Didn't get it installed today, but hopefully tomorrow! I'll get pics then! It is made completely out of stuff we had laying around!


----------



## JessaLynn (Aug 30, 2009)

I love recycling and saving money...can't wait to see pictures!


----------



## toth boer goats (Jul 20, 2008)

Can't wait to see the pics.... :thumb:


----------



## mommaB (Oct 1, 2009)

Right on!! Please post pics!!


----------



## Devin (Feb 6, 2011)

We got it installed today!!! But it was getting dark, so I didn't get a pic. I need to paint it, and we are putting a heavy duty tarp over the top to keep the hay as dry as possible and to keep it from being snowed in etc . . . The tarp will be weighted with a 2x4 to keep it hanging. 

I put a bit of hay in it and they figured out how to use it real quick lol! I'll try to post a pic tomorrow! I am hoping it is big enough that when we are on vacation that the hay will last 4-7 days, so our animal sitters won't have to deal to much with so many chores. (We have horses, goats, chickens, dog and cats) It can be a handful!!!


----------



## Devin (Feb 6, 2011)

Her she is!

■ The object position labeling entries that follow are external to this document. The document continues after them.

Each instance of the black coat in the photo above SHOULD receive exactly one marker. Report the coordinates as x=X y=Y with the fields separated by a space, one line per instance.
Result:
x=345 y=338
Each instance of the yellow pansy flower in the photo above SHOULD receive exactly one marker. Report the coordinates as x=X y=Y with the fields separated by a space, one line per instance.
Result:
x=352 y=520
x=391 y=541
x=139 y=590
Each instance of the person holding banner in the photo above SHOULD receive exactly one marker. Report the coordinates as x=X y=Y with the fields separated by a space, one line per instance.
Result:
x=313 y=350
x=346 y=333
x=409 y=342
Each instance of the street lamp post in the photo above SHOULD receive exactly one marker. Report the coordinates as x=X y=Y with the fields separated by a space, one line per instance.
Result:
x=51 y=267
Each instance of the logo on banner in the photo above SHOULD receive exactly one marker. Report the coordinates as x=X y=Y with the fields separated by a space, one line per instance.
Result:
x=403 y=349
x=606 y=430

I loaded it up today to see how much it can hold and I think its about the same as the horse feeder which is 100 gallons! :shades: 

Like I said I still need to paint it, and put the tarp on in, so its not done yet, but this give you the idea.


----------



## freedomstarfarm (Mar 25, 2011)

Looks great!


----------



## sblueram6 (Nov 19, 2009)

nice babys


----------



## Riot_My_Love (Jul 12, 2009)

Please! Tell me how long it lasts (hay wise)! I have a similar design, but it doesn't hold that much (weight). Are you afraid of the hay getting wet?


----------



## liz (Oct 5, 2007)

Awesome job! Looks great and the fact that it's tall enough to keep goats from jumping in it is a plus! :thumbup:


----------



## JessaLynn (Aug 30, 2009)

Great job!


----------



## Devin (Feb 6, 2011)

Thanks guys! I am happy with it so far. Bella, the nubian is tall enough that she can snag a few pieces of hay from the top lol! But she can't jump up, so that is good! 

Yes, we tend to be wet in the fall and spring, I also don't want the snow to get in it and clog it up! So we are going to put a tarp over the top. 

I stuffed it pretty full, and am really wanting to know how long it lasts with the 2 goats as well! I will post how long it lasts!


----------



## RMADairyGoats (Jun 20, 2011)

It looks awesome! :applaud: Pretty goaties you have


----------



## Devin (Feb 6, 2011)

Thanks! My ND wether is NOTHING of the quality that you have, but he sure is a cutie!!! LOL! We love his fuzziness! He is also an easy keeper, such a chunk! LOL! 

And my Nubian doe is just a sweetie pie! She is the sweetest thing on the planet! I can't wait to breed her next month! I want BABIES! LOL!!!

So far they have been munching on the hay for 2 days and have only made a dent! I think it will last a week easy! :shades:


----------